[gclist] Re: Mark don't sweep

Amit J Patel amitp@Theory.Stanford.EDU
Thu, 9 May 1996 14:17:16 -0700


Charles Fiterman wrote to me on May 8:
> > Thanks!  I'll probably use this in my system!  :) It even seems to
> > support destructors/finalizers.  I can call the destructor for each
> > destroyed object during the next allocation pass, which acts as the
> > `sweep'.  Destructors aren't all called at once, so it's not going to
> > be a noticable slowdown, either.
> 
> Remember that finalizer objects get used as roots without being marked
> themselves. This allows finalizer dependencies to work. An addditional
> gimmic in addition to a mark() method that marks the stuff an object
> uses, a markFinal() that marks the stuff an object's finalizer uses.

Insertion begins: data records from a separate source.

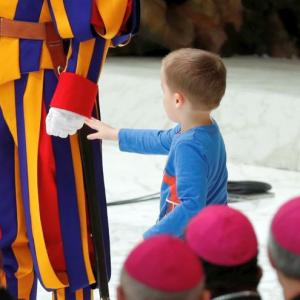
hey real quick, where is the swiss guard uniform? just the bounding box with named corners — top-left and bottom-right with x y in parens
top-left (0, 1), bottom-right (139, 299)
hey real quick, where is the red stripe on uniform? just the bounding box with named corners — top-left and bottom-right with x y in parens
top-left (38, 104), bottom-right (66, 271)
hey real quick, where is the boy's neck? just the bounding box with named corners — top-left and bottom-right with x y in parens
top-left (180, 111), bottom-right (212, 133)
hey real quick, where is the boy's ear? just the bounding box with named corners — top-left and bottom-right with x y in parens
top-left (174, 92), bottom-right (184, 107)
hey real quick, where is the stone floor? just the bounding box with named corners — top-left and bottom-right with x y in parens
top-left (37, 145), bottom-right (300, 299)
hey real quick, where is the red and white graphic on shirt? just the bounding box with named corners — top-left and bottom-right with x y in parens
top-left (163, 173), bottom-right (181, 214)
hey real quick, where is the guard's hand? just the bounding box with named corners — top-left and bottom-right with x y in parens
top-left (46, 108), bottom-right (85, 138)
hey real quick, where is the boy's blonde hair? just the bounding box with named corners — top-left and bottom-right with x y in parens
top-left (162, 48), bottom-right (226, 110)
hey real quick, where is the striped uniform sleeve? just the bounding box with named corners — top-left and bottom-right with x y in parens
top-left (47, 0), bottom-right (139, 117)
top-left (92, 0), bottom-right (139, 47)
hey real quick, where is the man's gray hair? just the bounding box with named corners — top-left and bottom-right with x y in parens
top-left (120, 268), bottom-right (204, 300)
top-left (268, 234), bottom-right (300, 279)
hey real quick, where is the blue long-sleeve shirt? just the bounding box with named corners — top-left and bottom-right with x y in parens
top-left (118, 121), bottom-right (228, 238)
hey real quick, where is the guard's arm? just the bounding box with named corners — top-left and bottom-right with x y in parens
top-left (46, 1), bottom-right (139, 137)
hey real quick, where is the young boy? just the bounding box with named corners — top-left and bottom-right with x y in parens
top-left (85, 48), bottom-right (228, 238)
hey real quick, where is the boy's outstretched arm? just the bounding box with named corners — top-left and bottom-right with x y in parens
top-left (143, 142), bottom-right (209, 238)
top-left (85, 118), bottom-right (180, 155)
top-left (118, 126), bottom-right (180, 155)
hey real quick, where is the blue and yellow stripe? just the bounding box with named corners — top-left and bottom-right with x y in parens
top-left (0, 0), bottom-right (139, 298)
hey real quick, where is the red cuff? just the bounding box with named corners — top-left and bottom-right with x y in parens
top-left (50, 72), bottom-right (98, 117)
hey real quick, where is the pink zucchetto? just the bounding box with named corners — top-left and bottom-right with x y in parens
top-left (124, 235), bottom-right (204, 292)
top-left (186, 205), bottom-right (258, 266)
top-left (271, 196), bottom-right (300, 256)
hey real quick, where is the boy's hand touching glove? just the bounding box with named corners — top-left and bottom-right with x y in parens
top-left (85, 118), bottom-right (119, 141)
top-left (46, 108), bottom-right (85, 138)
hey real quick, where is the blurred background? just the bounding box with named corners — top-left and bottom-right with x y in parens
top-left (112, 0), bottom-right (300, 58)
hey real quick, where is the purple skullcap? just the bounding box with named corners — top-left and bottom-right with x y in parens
top-left (124, 235), bottom-right (204, 292)
top-left (271, 196), bottom-right (300, 256)
top-left (186, 205), bottom-right (258, 266)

Here's my design for an OO language w/finalizers:
(Note:  I'm *not* actually implementing this language; I'm going to
 use mark & don't sweep for something entirely different.)

	(Private) fields for the class are stored as ML-style records:
		private a, b, c : int
	==>
		{a:int,b:int,c:int}        ( {} is the ML record syntax )

A finalizer can be registered on an object.  It is a closure over the
fields of the object.  It does _not_ get the object itself.  (The
object is considered "dead" and cannot be resurrected.)  

So in this system, the finalizer is alive because it is registered
with the GC.  The fields are alive because the finalizer is a closure
which refers to the fields as free variables.  The GC doesn't have to
mark the object fields differently.

(Mutability is taken care of in ML by having `ref' variables, so if b
is mutable, it is declared as `int ref'.  The fields of the object are
then immutable; when you want a mutable field, you have an immutable
pointer to a mutable ref.  When the object dies, the refs are still
alive.)

The finalizer is a function that is invoked at some point after the
object is dead, but the time at which it is invoked is not guaranteed.

> Again I don't approve of finalizers. First a garbage collector deletes
> objects when they can't effect the program. A finalizer effects the
> program. This is original sin.

I have a slightly different view of the finalizers:  I view them as
functions that must be run before the program ends, but the time at
which they are executed is not determined.  The only guarantee is that
the function is executed between the point that the object becomes
garbage and the end of the program.

The object can't affect the execution of the program, so the garbage
collector deletes it.  The finalizer is a separate entity:  it can
affect the program, but it is going to be run anyway.  The GC just
happens to run it earlier than the end of the program.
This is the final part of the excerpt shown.